A place of hope for my community. I see a community center where my brothers and sisters are learning.


It is that type of foresight that has turned this site of rubble into a place of restoration and hope. For today this same site is covered by people working, learning and laughing. Here, through donations to ELCA Disaster Response and other partners, the Lutheran church in Haiti is building a complex that includes a K-12 school, a vocational training school with 40 current students enrolled in their 18-month program, an office building, a guest house and if Pastor Livenson has anything to do with it (which he does) a convention center!

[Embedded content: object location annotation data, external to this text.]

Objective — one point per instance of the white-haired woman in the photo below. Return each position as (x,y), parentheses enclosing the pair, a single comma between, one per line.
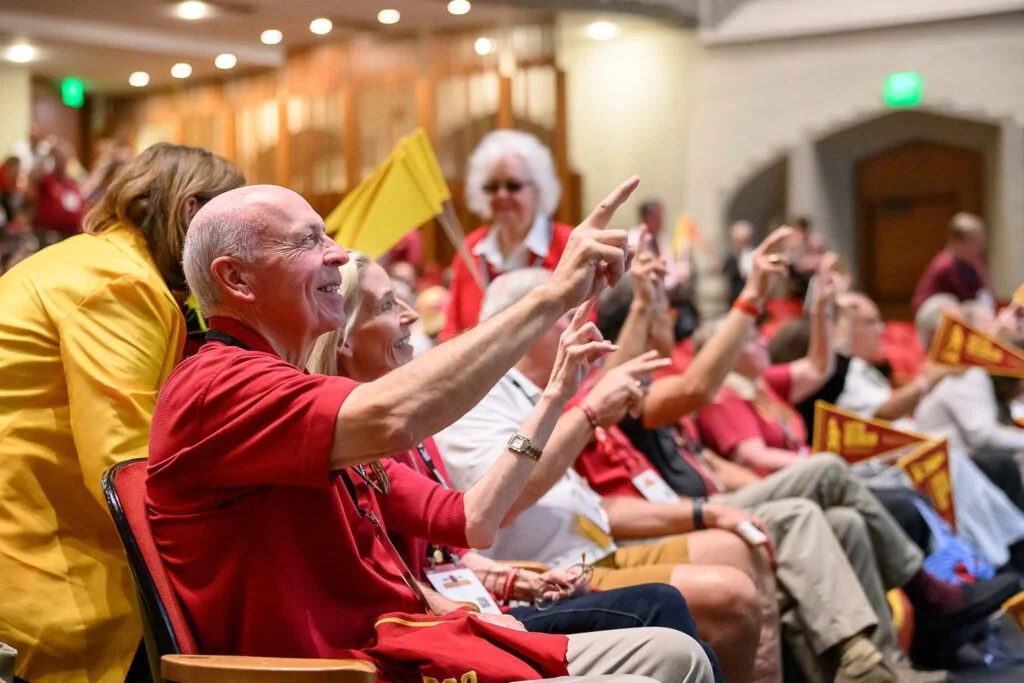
(511,182)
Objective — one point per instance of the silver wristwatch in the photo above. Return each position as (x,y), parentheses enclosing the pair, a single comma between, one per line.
(522,445)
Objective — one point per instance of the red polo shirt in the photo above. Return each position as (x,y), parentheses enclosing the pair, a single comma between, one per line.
(263,544)
(465,296)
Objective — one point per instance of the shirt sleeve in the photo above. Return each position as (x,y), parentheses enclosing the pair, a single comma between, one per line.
(114,349)
(779,378)
(728,422)
(418,506)
(258,421)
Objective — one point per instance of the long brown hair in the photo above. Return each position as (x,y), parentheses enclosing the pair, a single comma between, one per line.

I was able to speak to Pastor Livenson this morning to get an update on the situation in Haiti on the second anniversary of the earthquake that struck the country exactly two years ago. He told me of the remembrance service they had this morning at the site with 8 members of Ben Larson’s family, an ELCA seminarian working in Haiti who was killed in the earthquake. He shared of how this remembrance was not just for honoring those who had been lost and the hard road he and his brothers and sisters have walked over the past two years, but to celebrate the blessing of support they have received from all quarters. This blessing of God as he called it has given hope to those who saw nothing but despair. He wanted to make sure that I shared this hope has done more than words can describe to help the church and people of Haiti as they continue to reject the concept of being a people in the rubble and embrace their identity as a people of resurrection, bringing new life out of destruction.

In closing he told me that he and the church in Haiti will continue to pray for us as he knows from just looking around him that we have been praying for them.